Melt the butter in a medium sized saucepan. In a food processor, combine the digestives and nuts and process until the biscuits are fine crumbs and the nuts still have some chunky bits (if you don't want to wash up the food processor, crush the biscuits in a plastic bag with a rolling pin and chop the nuts by hand) and mix the crumbs into the melted butter. That's why you melted the butter in a larger saucepan than you needed.

Press the buttery crumb mixture very firmly into the base and sides of a pie plate. I think your hands are the best tool for this, but you can use the back of a spoon if you insist.

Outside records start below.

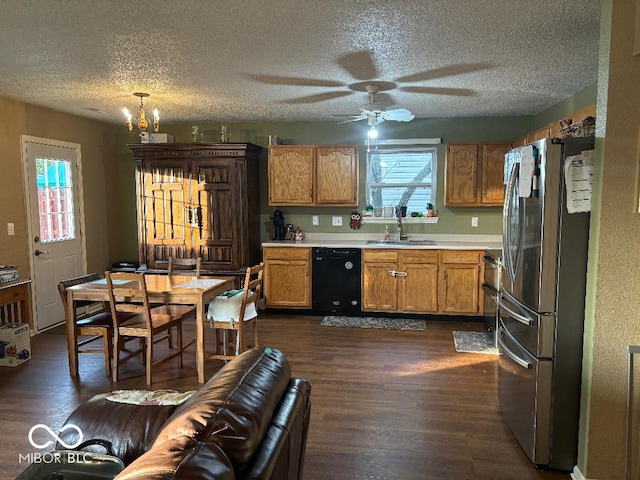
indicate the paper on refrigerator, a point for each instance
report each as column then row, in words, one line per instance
column 578, row 177
column 527, row 166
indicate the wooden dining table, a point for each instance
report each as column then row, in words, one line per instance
column 161, row 289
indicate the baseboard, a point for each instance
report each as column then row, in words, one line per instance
column 576, row 474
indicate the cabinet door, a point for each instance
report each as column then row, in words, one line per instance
column 460, row 282
column 291, row 175
column 216, row 213
column 493, row 173
column 418, row 290
column 287, row 283
column 166, row 231
column 379, row 288
column 461, row 175
column 337, row 175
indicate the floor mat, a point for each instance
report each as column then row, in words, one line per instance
column 475, row 342
column 373, row 322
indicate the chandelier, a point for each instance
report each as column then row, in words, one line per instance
column 141, row 122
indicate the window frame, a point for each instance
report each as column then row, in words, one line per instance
column 390, row 147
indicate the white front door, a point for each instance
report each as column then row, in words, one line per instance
column 52, row 176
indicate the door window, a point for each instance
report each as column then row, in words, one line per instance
column 55, row 200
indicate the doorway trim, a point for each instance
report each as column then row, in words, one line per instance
column 78, row 190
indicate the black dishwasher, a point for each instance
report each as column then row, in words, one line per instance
column 336, row 280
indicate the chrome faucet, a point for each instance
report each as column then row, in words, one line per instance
column 401, row 234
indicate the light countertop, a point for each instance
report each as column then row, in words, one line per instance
column 442, row 242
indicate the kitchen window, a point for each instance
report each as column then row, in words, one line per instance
column 401, row 175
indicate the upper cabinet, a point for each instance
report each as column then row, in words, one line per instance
column 313, row 175
column 474, row 174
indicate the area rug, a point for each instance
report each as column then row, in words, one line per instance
column 373, row 322
column 474, row 342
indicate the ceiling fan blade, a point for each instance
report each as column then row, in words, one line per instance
column 398, row 115
column 296, row 81
column 445, row 71
column 319, row 97
column 359, row 65
column 460, row 92
column 352, row 118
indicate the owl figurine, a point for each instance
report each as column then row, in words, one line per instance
column 356, row 219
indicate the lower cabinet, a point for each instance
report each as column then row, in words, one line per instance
column 287, row 279
column 460, row 282
column 393, row 280
column 422, row 281
column 400, row 281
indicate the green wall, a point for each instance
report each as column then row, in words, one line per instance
column 451, row 220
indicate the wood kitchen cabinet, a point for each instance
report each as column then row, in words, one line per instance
column 400, row 280
column 460, row 285
column 198, row 199
column 422, row 281
column 313, row 175
column 287, row 277
column 474, row 174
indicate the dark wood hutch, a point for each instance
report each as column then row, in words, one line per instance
column 198, row 199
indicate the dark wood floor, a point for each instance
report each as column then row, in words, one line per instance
column 399, row 405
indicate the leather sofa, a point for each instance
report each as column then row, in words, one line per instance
column 249, row 421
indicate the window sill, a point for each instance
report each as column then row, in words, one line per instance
column 405, row 220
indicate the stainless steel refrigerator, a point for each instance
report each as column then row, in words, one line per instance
column 542, row 301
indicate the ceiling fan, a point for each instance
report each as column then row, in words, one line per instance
column 375, row 113
column 361, row 66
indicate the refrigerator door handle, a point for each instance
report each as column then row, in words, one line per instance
column 511, row 354
column 522, row 319
column 511, row 264
column 490, row 290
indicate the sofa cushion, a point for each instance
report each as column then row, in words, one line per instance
column 234, row 408
column 181, row 458
column 130, row 428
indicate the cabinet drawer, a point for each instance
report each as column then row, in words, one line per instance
column 379, row 255
column 453, row 256
column 286, row 253
column 420, row 256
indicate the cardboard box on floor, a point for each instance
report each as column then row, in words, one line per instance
column 15, row 344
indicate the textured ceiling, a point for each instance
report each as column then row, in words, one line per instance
column 296, row 60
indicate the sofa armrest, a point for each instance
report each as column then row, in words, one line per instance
column 131, row 429
column 281, row 453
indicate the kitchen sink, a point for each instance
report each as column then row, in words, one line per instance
column 401, row 242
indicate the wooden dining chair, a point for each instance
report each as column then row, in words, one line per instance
column 231, row 313
column 93, row 320
column 128, row 295
column 180, row 266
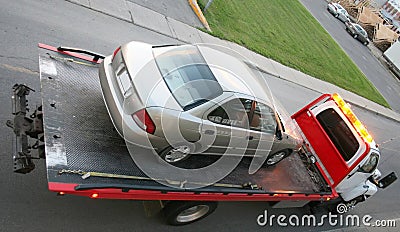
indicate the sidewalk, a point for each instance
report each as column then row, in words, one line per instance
column 152, row 20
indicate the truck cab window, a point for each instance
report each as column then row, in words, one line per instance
column 340, row 134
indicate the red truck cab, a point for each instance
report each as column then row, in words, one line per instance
column 345, row 152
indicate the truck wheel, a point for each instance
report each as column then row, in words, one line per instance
column 174, row 154
column 277, row 157
column 179, row 213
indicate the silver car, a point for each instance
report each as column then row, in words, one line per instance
column 338, row 11
column 194, row 99
column 357, row 32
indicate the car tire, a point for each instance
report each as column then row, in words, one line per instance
column 176, row 153
column 179, row 213
column 277, row 157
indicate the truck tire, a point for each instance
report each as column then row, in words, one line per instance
column 277, row 157
column 180, row 213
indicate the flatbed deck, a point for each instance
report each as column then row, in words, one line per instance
column 80, row 138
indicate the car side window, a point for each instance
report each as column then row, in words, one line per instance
column 262, row 118
column 245, row 113
column 232, row 113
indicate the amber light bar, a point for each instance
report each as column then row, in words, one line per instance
column 360, row 128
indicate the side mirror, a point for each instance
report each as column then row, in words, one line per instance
column 387, row 180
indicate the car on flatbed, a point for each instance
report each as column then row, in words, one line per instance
column 338, row 11
column 191, row 99
column 358, row 32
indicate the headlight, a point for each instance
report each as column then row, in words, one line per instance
column 371, row 164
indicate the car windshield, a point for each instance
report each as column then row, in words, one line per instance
column 187, row 75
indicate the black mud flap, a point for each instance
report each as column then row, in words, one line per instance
column 28, row 128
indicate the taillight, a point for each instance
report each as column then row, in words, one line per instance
column 143, row 120
column 345, row 108
column 116, row 51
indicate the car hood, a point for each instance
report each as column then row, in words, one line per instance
column 148, row 83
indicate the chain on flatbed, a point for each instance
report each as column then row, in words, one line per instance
column 181, row 184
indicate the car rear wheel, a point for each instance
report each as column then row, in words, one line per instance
column 174, row 154
column 277, row 157
column 179, row 213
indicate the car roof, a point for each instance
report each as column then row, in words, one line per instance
column 234, row 74
column 231, row 72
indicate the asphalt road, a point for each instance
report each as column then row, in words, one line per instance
column 386, row 83
column 25, row 202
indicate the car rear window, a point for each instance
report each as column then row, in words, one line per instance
column 187, row 75
column 339, row 133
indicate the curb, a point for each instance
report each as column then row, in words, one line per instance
column 199, row 13
column 188, row 34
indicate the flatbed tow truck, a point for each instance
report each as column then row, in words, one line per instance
column 85, row 155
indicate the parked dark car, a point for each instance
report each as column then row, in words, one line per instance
column 357, row 32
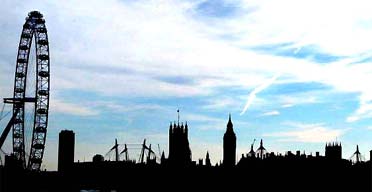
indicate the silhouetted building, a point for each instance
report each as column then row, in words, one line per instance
column 179, row 149
column 229, row 145
column 333, row 151
column 208, row 160
column 66, row 150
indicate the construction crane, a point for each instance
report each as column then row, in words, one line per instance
column 357, row 156
column 115, row 148
column 261, row 151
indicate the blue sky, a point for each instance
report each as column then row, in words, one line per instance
column 121, row 69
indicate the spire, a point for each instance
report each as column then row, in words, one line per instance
column 229, row 125
column 207, row 160
column 178, row 113
column 261, row 143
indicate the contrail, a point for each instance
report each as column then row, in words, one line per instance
column 258, row 89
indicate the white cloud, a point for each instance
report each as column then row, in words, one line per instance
column 290, row 101
column 308, row 133
column 271, row 113
column 58, row 106
column 257, row 90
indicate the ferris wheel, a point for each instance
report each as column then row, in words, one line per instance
column 34, row 30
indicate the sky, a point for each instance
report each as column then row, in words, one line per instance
column 294, row 73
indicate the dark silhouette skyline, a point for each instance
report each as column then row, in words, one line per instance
column 257, row 169
column 229, row 145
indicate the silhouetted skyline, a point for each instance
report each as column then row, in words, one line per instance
column 122, row 69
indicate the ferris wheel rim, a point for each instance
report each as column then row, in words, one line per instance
column 34, row 28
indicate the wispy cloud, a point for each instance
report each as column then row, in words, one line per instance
column 271, row 113
column 255, row 91
column 58, row 106
column 308, row 133
column 364, row 111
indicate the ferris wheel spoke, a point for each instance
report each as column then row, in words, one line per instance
column 34, row 32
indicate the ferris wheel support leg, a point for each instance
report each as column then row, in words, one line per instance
column 7, row 130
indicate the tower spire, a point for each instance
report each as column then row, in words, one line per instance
column 178, row 113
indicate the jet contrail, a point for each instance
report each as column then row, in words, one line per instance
column 258, row 89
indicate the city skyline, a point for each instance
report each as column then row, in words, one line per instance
column 121, row 69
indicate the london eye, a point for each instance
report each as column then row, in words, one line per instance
column 34, row 33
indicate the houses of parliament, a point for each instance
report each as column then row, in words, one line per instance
column 293, row 171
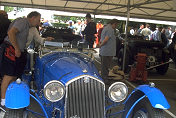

Bake the crumb case for 8 minutes.

While the crust is baking, scoop 8 1/2 of the passionfruit out into a mini processor and reserve the last half passionfruit for garnishing later. If your passionfruit don't come in multiples of 3 you can go nuts and use 9 whole passionfruit for the filling and an extra one for the garnish. It's the end of the world! Let your hair down. Whizz in the mini processor until the pulp on the seeds has broken down and the seeds are starting to break up a bit. This maximises the amount of juice you get out of them. Strain the passionfruit into a 1l measuring jug and add the grated lime zest and juice. This should give you about 200ml juice. Whisk in the sweetened condensed milk and egg yolks and stir until smooth. You will feel it thickening almost immediately.

Pour the filling into the baked crumb crust and return to the oven for 15-20 minutes or until set but still with a bit of a jiggle. Allow to cool completely and then chill for a couple of hours before serving.

Whip the double cream to peaks, pipe it on if you can be bothered or just splodge it as I did, then garnish with the pulp from the reserved half passionfruit.